大軍到達樂平便屯兵於樂平,並且開始修建工事,駐扎了下來,今天已經不要了,攻城必然是不行的,等待明日再去攻城,但是扎好營帳之後修建工事的僅僅只有兩萬大軍,同時外圍有大量的斥候在巡邏。
“統領,豫州大軍駐扎在我們城下,雖然今日並沒有扎營,但是如今城下已經建立了工事,必然會攻擊我們的,今夜大戰已經疲憊,趁著對方也疲憊的情況下,我們趁夜殺出去,說不定會有大的收獲。”
“好,傳令下去,大軍休息,今夜去襲營”魏碩定下了決策。
夜深了,突然聽到了喊殺聲傳來,原來是魏碩趁夜帶領大軍前來偷營,不過當他們打開營帳發現並沒有人的時候大呼“上當了,流沙狗賊”突然聽到外面喊殺聲傳來,四面八方都是喊殺聲,外圍箭如雨下,不斷往裡面突擊,魏碩帶了三萬大軍偷襲,發現被圍攻後,大軍便集體往城殺去,發現越往城門殺去,人越多,便決定往左殺去,距離最近的是東門,往左是準備突圍出去從南門入城。
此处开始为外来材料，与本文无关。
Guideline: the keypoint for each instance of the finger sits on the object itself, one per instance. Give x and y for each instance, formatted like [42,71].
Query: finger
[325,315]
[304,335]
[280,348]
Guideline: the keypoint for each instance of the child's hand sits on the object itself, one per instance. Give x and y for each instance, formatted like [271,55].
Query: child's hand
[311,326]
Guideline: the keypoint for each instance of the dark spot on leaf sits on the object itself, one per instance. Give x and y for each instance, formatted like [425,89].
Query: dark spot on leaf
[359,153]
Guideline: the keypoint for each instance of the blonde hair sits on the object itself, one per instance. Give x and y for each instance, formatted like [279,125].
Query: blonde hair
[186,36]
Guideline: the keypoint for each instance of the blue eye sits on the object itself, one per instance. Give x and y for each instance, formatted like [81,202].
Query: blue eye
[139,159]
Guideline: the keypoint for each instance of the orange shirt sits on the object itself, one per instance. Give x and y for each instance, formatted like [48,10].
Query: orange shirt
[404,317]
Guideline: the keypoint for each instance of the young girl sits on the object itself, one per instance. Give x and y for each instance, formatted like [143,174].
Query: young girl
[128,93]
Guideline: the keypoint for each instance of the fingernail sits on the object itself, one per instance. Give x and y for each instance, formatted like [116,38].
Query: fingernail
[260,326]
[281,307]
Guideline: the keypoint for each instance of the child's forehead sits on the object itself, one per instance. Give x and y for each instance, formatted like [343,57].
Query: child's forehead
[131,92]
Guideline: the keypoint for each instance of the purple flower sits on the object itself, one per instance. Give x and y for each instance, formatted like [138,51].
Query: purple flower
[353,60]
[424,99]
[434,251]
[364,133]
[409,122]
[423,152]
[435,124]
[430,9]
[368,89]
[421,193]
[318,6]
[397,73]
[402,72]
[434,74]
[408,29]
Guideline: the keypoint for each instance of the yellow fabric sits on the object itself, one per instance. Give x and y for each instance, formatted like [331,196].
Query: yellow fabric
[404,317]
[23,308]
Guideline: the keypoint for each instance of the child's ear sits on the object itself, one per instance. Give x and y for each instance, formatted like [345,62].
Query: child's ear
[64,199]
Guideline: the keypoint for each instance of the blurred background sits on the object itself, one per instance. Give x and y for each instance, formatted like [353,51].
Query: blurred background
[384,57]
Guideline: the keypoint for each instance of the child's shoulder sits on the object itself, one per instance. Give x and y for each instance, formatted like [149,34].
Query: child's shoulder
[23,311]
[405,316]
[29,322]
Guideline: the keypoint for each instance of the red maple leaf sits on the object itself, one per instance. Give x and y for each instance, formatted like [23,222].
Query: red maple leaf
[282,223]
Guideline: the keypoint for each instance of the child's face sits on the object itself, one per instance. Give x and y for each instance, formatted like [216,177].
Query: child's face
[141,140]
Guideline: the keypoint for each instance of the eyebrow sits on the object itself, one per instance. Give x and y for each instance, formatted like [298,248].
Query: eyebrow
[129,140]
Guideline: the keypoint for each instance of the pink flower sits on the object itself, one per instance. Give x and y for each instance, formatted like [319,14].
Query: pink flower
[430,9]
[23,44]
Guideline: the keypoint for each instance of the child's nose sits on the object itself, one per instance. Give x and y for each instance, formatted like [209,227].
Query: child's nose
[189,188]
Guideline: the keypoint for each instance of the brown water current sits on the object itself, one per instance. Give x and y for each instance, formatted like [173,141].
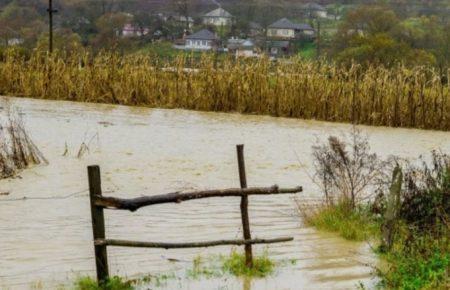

八萬大軍圍攻三萬大軍,最後讓魏碩帶了三千人馬跑了。
“統領,大捷啊,殺了一萬多兵馬,投降的有一萬五,可惜讓魏碩那個狗賊跑了,不然就大喜了”有一人前來稟報戰績。
“沒事,跑了就跑了吧,今天他損失那麽多,估計也不會有多少人馬了,明天便攻下來,到時候可不能讓他跑了,殺了我的兄弟,還想跑”流沙也是個恩怨分明的人,當年在永安魏碩殺了木耳,後來陷入對峙之中,魏碩便回來了,如今被流沙遇到,也算他倒霉。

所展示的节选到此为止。